|Re: questions about albino swords|
Subject: Re: questions about albino swords
by Xiphophorus on 2009/5/8 9:10:11
Albino is a single gene trait...as mentioned it is recessive, so your albinos are homozygous recessive.
It seems like you are looking to generate some variability to experiment with and develop new strains. The best way for you to do this is cross one of your albino fish to a wild type (normal color--read "non albino") individual....any strain will do...and as mentioned, maybe a fish of unknown genotype will give you some interesting results.
your F1 will all be normal colored...but heterozygous for the albino trait....so....then you can either:
Back cross your F1 to the albino line you used in the first place...this would generate a BC1 population--you will get around 50% albino offspring in the BC1.
Generate an F2, simply breed brother to sister from the F1, you will get 25% homozygous wild type, 50% heterozygous albino, and 25% albino.
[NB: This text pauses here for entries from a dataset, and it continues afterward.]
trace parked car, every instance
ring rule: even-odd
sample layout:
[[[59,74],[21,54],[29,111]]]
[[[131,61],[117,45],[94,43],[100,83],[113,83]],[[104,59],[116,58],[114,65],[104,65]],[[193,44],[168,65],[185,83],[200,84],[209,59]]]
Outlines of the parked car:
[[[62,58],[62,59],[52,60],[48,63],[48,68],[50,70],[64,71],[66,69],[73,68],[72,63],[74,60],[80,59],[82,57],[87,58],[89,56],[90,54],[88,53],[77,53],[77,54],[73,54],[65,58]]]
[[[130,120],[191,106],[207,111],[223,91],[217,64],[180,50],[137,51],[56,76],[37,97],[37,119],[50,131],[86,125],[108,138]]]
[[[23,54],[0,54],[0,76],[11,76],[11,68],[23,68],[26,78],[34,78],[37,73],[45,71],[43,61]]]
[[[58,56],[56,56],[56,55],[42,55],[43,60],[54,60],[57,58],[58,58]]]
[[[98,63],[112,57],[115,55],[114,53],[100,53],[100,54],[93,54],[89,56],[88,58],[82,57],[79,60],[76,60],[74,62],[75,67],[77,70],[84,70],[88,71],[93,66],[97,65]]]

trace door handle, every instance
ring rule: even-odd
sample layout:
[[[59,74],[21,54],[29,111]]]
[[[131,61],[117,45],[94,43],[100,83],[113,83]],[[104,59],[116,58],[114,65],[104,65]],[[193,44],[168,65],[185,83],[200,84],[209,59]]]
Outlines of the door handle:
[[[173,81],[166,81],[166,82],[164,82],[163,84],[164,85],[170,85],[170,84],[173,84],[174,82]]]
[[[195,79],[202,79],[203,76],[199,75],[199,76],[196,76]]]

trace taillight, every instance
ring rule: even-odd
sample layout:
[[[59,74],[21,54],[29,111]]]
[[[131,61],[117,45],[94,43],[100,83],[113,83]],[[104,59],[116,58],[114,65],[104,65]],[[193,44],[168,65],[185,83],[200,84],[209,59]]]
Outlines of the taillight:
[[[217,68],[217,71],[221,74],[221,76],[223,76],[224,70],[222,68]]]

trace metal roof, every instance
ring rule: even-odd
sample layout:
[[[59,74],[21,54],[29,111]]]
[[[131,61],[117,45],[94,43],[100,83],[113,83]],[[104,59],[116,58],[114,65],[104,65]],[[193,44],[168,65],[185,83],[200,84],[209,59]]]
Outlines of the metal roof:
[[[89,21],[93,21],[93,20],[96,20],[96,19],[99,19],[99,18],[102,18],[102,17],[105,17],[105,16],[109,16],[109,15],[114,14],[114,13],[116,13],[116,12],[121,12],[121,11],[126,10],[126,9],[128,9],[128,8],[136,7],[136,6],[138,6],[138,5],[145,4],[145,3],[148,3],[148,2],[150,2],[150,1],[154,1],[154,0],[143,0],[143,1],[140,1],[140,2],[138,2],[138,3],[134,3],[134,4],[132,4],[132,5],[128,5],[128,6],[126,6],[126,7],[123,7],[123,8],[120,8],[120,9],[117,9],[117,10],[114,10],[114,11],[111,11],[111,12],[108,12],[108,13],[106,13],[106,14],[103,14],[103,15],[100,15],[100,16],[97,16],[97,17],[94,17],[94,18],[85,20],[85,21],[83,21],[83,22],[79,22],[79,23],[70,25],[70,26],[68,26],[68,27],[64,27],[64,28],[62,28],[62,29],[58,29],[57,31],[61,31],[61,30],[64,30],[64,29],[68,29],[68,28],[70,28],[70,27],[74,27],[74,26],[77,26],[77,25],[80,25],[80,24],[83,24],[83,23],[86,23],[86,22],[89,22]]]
Choose albino offspring and go from there in strain development.
Or, you could cross the F1 from a cross with one of your albino strains to the other albino strain you have. This situation will generate the most variability, giving you many more combinations of albino with other traits. You would get the same results as the BC...50% wild type (but heterozygous for the albino allele) and 50% albino.
Percentages may not be exact in each and every drop, but would represent the results of an infinite number or progeny from each situation.
Trying to cross with the other species you mentioned...which would be a wide cross...would probably generate some very interesting results since those species no doubt carry genes and alleles not present in the domestic "helleri" populations. If you go that route....DO NOT mix them up with your true species, and do not distribute them as such. It is important to keep the species populations safe from contamination with genetic info from domesticated lines....
Above all else...keep records, and hopefully pictures of your parents as well as representative offspring in each generation...that is the only way you will be able to learn about inheritance of traits you are studying in your breeding program.
Sounds like a fun project...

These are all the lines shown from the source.